Sikorsky-Boeing’s Defiant X

“Defiant X is the best fit for the Army mission. We’ve really optimized our design based on both the Army’s requirements but also leveraging and building on all of the test data that we’ve generated to date,” Heather McBryan, Boeing’s sales and marketing director for Future Vertical Lift, told reporters. “All of that has led to Defiant X, and the biggest move is going from a tech demonstrator to a combat-ready weapon system.”

Last March, the Army selected Sikorsky-Boeing’s SB>1 Defiant and Bell’s V-280 Valor tiltrotor aircraft to move onto the Competitive Demo and Risk Reduction phase for FLRAA after both had participated in the Joint Multi-Role Technology Demonstrator program to inform requirements since 2013 (Defense Daily, March 16). 

A final Request for Proposals for FLRAA production is expected in the coming months, with a contract award to either the Sikorsky-Boeing team or Bell slated for fiscal year 2022. 

“We believe that this aircraft is survivable, maneuverable and the right choice for the Army mission. We’re very excited about where the design is right now. We feel it’s been optimized based on the aircraft as well as what the Army is asking for. Sikorsky and Boeing have brought together a tremendous team that is dedicated to producing this aircraft on-time and on-cost,” Jay Macklin, Sikorsky’s business development director for Future Vertical Lift, told reporters.

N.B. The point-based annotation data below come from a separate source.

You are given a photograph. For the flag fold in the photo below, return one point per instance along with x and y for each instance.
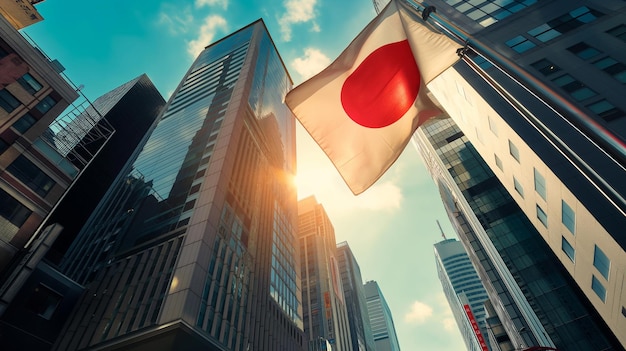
(363, 108)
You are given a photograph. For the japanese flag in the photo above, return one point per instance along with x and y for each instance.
(363, 108)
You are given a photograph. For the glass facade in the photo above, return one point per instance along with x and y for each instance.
(208, 196)
(547, 288)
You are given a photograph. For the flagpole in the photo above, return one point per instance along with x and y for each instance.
(606, 141)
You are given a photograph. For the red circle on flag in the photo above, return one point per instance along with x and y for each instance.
(384, 86)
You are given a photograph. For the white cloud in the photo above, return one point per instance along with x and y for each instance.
(311, 63)
(210, 3)
(418, 313)
(212, 25)
(175, 19)
(297, 11)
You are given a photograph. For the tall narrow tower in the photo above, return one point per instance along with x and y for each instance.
(381, 319)
(325, 313)
(195, 247)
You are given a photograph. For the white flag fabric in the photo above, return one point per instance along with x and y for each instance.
(363, 108)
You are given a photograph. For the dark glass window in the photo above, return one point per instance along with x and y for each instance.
(584, 51)
(598, 288)
(29, 83)
(568, 217)
(542, 216)
(513, 151)
(45, 104)
(540, 184)
(518, 187)
(12, 210)
(564, 24)
(573, 87)
(613, 67)
(606, 110)
(520, 44)
(7, 101)
(545, 67)
(43, 302)
(601, 262)
(31, 175)
(24, 123)
(568, 249)
(618, 32)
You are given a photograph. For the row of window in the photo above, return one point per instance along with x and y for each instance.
(601, 261)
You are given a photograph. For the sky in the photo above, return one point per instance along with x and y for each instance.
(391, 228)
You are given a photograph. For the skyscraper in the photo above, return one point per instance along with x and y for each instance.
(195, 247)
(360, 329)
(536, 300)
(539, 95)
(464, 291)
(325, 313)
(381, 320)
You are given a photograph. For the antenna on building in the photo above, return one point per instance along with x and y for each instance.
(442, 233)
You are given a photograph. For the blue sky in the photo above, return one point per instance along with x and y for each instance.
(391, 227)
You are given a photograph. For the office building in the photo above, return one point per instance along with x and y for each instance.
(464, 291)
(360, 329)
(195, 247)
(131, 109)
(536, 300)
(324, 304)
(34, 174)
(381, 320)
(540, 97)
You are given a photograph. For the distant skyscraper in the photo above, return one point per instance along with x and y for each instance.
(195, 248)
(42, 304)
(540, 97)
(132, 110)
(325, 313)
(381, 319)
(360, 329)
(536, 300)
(464, 291)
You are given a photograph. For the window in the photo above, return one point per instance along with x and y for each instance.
(540, 184)
(618, 32)
(601, 262)
(45, 104)
(568, 249)
(13, 212)
(573, 87)
(542, 216)
(31, 175)
(564, 24)
(545, 67)
(43, 302)
(598, 288)
(518, 187)
(498, 162)
(568, 217)
(520, 44)
(29, 83)
(606, 110)
(513, 151)
(7, 101)
(584, 51)
(613, 67)
(24, 123)
(493, 127)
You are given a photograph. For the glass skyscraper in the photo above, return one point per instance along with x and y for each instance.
(464, 291)
(381, 320)
(325, 312)
(360, 329)
(539, 95)
(195, 247)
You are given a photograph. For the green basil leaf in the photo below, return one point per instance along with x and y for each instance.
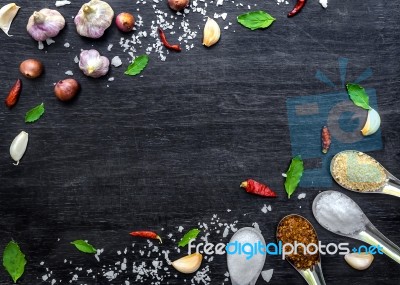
(358, 95)
(14, 260)
(192, 234)
(256, 20)
(34, 114)
(293, 175)
(84, 246)
(137, 65)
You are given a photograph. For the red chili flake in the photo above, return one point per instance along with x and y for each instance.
(13, 95)
(325, 139)
(146, 234)
(299, 5)
(166, 43)
(257, 188)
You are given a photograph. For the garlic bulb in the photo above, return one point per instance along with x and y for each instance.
(188, 264)
(45, 24)
(18, 147)
(7, 15)
(211, 33)
(372, 124)
(359, 261)
(93, 64)
(93, 19)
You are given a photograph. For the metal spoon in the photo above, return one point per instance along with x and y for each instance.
(366, 233)
(391, 187)
(245, 271)
(313, 275)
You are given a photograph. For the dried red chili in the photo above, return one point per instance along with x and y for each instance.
(13, 95)
(166, 43)
(299, 5)
(325, 139)
(146, 234)
(257, 188)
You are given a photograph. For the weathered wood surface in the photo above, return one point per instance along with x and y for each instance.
(170, 148)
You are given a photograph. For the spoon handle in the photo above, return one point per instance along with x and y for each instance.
(392, 187)
(374, 237)
(314, 276)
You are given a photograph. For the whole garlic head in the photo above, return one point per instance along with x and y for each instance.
(93, 19)
(93, 64)
(45, 24)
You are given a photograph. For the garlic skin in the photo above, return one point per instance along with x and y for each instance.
(359, 261)
(45, 24)
(93, 19)
(7, 15)
(211, 33)
(372, 124)
(18, 147)
(188, 264)
(93, 64)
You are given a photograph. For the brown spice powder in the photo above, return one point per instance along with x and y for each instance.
(296, 228)
(358, 171)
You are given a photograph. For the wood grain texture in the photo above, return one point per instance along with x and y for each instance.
(170, 148)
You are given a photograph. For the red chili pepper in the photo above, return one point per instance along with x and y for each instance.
(146, 234)
(257, 188)
(326, 139)
(166, 43)
(299, 5)
(13, 95)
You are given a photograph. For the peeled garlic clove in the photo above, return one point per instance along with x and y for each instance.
(93, 64)
(7, 15)
(18, 147)
(93, 19)
(372, 124)
(44, 24)
(359, 261)
(211, 33)
(188, 264)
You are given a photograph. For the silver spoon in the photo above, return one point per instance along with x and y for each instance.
(313, 275)
(365, 231)
(245, 271)
(391, 185)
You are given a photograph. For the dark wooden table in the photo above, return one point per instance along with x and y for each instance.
(170, 148)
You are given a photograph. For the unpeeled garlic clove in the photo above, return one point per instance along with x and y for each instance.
(18, 147)
(211, 33)
(359, 261)
(45, 24)
(372, 124)
(93, 19)
(7, 15)
(188, 264)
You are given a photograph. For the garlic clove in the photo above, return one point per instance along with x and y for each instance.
(18, 147)
(188, 264)
(359, 261)
(7, 15)
(372, 124)
(211, 33)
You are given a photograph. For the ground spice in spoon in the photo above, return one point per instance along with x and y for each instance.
(358, 171)
(296, 228)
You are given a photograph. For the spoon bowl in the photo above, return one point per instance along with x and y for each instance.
(242, 269)
(362, 229)
(352, 175)
(312, 275)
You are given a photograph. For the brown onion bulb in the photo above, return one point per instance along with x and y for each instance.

Macklin noted he couldn’t offer certain details on the changes made for Defiant X while the competition is ongoing, but said the updates also include a new tricycle design landing gear to improve stability and changes to the exhaust system to further reduce thermal signature.

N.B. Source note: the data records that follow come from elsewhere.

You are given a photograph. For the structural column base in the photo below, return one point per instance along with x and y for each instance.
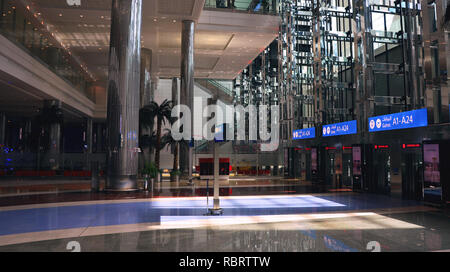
(121, 183)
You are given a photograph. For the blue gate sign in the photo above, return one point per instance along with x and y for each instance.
(344, 128)
(306, 133)
(402, 120)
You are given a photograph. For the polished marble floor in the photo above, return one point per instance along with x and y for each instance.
(253, 220)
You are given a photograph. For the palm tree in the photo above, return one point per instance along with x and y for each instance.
(162, 113)
(168, 141)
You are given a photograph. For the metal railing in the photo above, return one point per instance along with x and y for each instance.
(249, 6)
(211, 83)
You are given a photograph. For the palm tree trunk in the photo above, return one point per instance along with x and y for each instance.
(175, 157)
(158, 142)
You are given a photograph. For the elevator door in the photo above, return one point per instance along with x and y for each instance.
(330, 169)
(347, 170)
(382, 172)
(412, 177)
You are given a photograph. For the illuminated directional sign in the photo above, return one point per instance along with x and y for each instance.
(402, 120)
(306, 133)
(344, 128)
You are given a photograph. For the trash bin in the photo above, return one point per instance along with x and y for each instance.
(95, 178)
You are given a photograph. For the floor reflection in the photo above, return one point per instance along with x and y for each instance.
(421, 231)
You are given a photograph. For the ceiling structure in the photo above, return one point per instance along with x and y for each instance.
(225, 41)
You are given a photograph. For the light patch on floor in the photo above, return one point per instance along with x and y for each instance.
(325, 221)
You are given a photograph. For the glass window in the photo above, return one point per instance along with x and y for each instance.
(432, 16)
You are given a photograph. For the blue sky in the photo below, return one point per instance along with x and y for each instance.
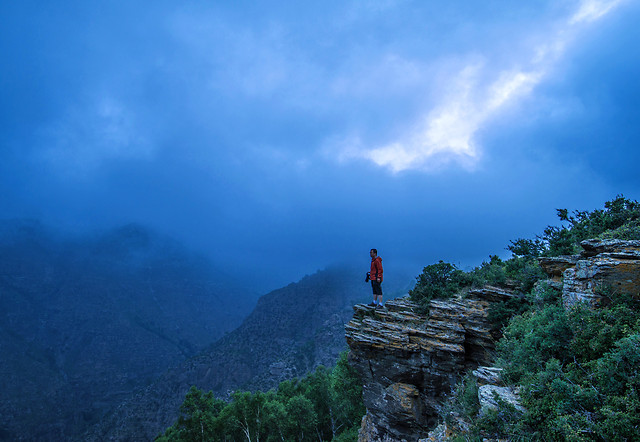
(279, 138)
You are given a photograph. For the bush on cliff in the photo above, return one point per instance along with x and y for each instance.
(324, 405)
(578, 371)
(620, 219)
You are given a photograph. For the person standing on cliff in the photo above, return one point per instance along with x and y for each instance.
(375, 275)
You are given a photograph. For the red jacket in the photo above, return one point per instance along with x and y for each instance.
(376, 269)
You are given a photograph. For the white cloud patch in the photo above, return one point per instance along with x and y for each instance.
(447, 132)
(88, 135)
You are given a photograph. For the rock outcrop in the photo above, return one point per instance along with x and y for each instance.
(410, 361)
(603, 264)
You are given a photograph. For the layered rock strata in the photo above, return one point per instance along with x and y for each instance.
(603, 264)
(409, 361)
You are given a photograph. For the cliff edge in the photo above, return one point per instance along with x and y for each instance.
(410, 361)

Defiant X also has an integrated mission systems package built on a modular open systems architecture to enable Joint All-Domain Operations, allowing for growth capability to accept future upgrades as FLRAA is asked to handle changing missions.

“We’ve really designed for growth, so that out in the 2030s as missions change and as threats change there’s that growth capability,” McBryan said. 

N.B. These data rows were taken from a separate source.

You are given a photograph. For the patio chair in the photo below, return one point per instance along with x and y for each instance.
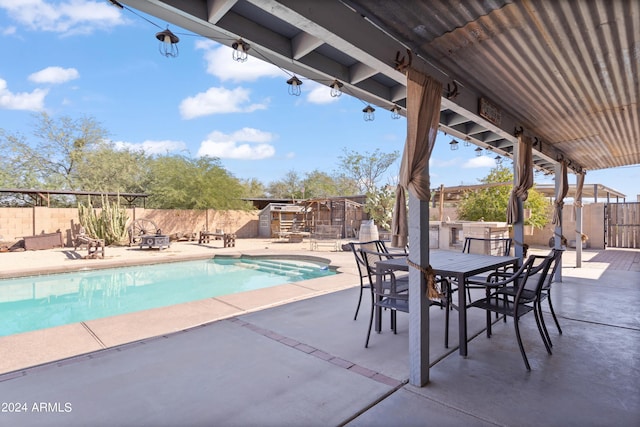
(498, 246)
(545, 292)
(392, 292)
(95, 247)
(513, 296)
(363, 273)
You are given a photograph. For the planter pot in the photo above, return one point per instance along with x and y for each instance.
(368, 231)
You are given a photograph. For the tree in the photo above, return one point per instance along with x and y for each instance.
(52, 159)
(253, 188)
(178, 182)
(367, 168)
(290, 187)
(380, 205)
(105, 169)
(490, 204)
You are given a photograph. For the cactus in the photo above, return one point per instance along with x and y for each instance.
(110, 224)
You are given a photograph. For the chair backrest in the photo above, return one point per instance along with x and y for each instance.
(535, 276)
(499, 246)
(555, 262)
(357, 249)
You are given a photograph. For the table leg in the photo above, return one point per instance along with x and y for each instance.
(378, 309)
(462, 315)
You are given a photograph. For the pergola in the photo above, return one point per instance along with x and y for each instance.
(562, 73)
(42, 197)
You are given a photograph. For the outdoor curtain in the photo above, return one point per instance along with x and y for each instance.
(561, 192)
(423, 116)
(578, 201)
(524, 175)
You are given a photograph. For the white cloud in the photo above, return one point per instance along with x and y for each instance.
(151, 147)
(66, 17)
(440, 163)
(54, 75)
(33, 101)
(220, 64)
(218, 100)
(7, 31)
(245, 144)
(479, 162)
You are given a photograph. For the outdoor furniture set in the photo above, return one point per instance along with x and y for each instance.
(228, 239)
(509, 291)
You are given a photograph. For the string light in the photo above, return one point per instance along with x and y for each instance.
(368, 113)
(168, 43)
(395, 112)
(240, 49)
(294, 86)
(336, 88)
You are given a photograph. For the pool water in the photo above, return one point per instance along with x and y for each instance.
(39, 302)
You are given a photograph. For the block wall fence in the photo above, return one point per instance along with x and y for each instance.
(15, 223)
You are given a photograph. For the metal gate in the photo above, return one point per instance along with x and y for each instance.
(623, 225)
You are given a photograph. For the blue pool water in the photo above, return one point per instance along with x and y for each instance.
(39, 302)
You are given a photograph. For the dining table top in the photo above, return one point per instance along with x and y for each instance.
(454, 263)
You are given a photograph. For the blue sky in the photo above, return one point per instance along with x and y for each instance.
(82, 58)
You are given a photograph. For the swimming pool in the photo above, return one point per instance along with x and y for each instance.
(39, 302)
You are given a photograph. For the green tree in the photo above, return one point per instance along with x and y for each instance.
(490, 204)
(379, 206)
(106, 169)
(178, 182)
(289, 187)
(253, 188)
(58, 147)
(366, 168)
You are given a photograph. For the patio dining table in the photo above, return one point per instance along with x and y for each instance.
(450, 264)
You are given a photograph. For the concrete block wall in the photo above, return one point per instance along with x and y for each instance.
(15, 223)
(592, 226)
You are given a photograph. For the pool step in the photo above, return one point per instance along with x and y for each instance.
(268, 269)
(278, 267)
(282, 265)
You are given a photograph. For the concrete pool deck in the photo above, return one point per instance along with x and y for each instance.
(37, 347)
(303, 363)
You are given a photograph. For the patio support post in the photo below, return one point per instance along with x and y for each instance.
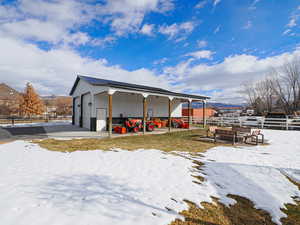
(109, 115)
(204, 111)
(189, 113)
(144, 113)
(170, 113)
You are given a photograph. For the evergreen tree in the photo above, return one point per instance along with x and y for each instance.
(31, 104)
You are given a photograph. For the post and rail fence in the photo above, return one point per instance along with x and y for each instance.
(287, 123)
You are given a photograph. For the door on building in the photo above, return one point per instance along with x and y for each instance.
(86, 114)
(101, 115)
(76, 110)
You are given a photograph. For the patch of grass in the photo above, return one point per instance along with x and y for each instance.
(241, 213)
(182, 141)
(4, 142)
(292, 210)
(216, 213)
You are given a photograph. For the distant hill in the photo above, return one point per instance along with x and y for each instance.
(196, 105)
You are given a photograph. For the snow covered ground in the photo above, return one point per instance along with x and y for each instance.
(40, 187)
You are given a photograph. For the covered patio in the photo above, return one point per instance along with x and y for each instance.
(99, 104)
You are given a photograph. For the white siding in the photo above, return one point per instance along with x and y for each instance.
(77, 110)
(86, 114)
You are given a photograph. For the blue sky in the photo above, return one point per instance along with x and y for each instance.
(205, 47)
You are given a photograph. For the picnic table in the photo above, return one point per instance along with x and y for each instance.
(246, 135)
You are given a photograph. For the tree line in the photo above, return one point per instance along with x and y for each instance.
(279, 90)
(29, 104)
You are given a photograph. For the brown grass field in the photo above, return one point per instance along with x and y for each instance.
(182, 141)
(241, 213)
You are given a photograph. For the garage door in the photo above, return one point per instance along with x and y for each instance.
(86, 114)
(76, 110)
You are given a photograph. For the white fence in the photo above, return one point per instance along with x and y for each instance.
(288, 123)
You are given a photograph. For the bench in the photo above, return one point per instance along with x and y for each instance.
(226, 134)
(254, 136)
(211, 130)
(242, 129)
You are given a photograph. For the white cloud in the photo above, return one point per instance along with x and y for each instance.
(50, 21)
(55, 70)
(217, 29)
(292, 22)
(176, 31)
(201, 43)
(227, 75)
(287, 31)
(127, 16)
(248, 25)
(147, 29)
(253, 4)
(160, 61)
(201, 4)
(203, 54)
(216, 2)
(55, 21)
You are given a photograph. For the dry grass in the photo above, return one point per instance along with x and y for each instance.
(181, 140)
(241, 213)
(292, 210)
(4, 142)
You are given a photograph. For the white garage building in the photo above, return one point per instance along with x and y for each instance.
(99, 103)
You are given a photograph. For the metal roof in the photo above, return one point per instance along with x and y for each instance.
(134, 87)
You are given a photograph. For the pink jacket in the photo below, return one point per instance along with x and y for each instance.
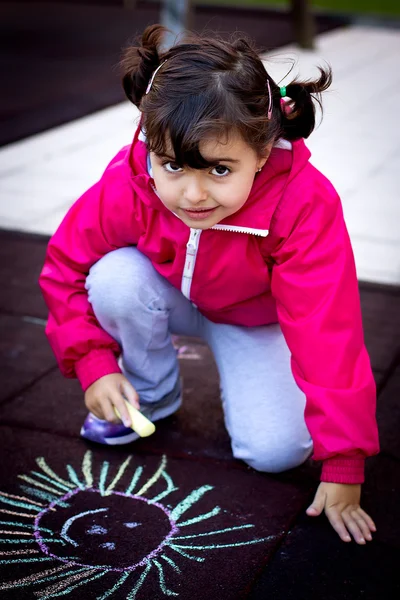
(285, 256)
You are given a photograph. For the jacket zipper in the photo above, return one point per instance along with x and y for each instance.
(192, 248)
(249, 230)
(190, 261)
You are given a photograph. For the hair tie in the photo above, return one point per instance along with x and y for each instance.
(269, 114)
(152, 77)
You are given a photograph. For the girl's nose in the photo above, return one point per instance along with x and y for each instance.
(195, 191)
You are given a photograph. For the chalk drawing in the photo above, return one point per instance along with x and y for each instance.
(82, 520)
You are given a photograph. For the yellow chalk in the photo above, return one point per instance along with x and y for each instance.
(140, 424)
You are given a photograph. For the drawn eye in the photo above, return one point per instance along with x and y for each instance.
(171, 167)
(221, 171)
(65, 522)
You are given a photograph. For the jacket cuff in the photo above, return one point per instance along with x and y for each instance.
(94, 365)
(343, 469)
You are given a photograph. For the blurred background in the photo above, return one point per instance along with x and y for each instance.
(63, 113)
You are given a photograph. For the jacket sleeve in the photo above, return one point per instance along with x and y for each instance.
(102, 220)
(315, 286)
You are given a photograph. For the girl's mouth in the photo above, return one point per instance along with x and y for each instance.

To date, the current SB>1 Defiant now has 26 total flight hours across 31 flights, over 135 hours of rigorous component testing on its Propulsion Systems Test Bed at the company’s West Palm Beach, Florida, facility and 1,500 hours of data gathered from its Systems Integration Lab.

The Sikorsky-Boeing team announced SB>1 Defiant reached a speed of 232 knots in descent and 211 while flying level during an October test flight, achieved using two-thirds of the aircraft’s prop torque and engine power (Defense Daily, Oct. 14). 

As of December, Bell has logged 200 flight hours with its V-280 Valor and has flown at speeds above 280 knots (Defense Daily, Dec. 17).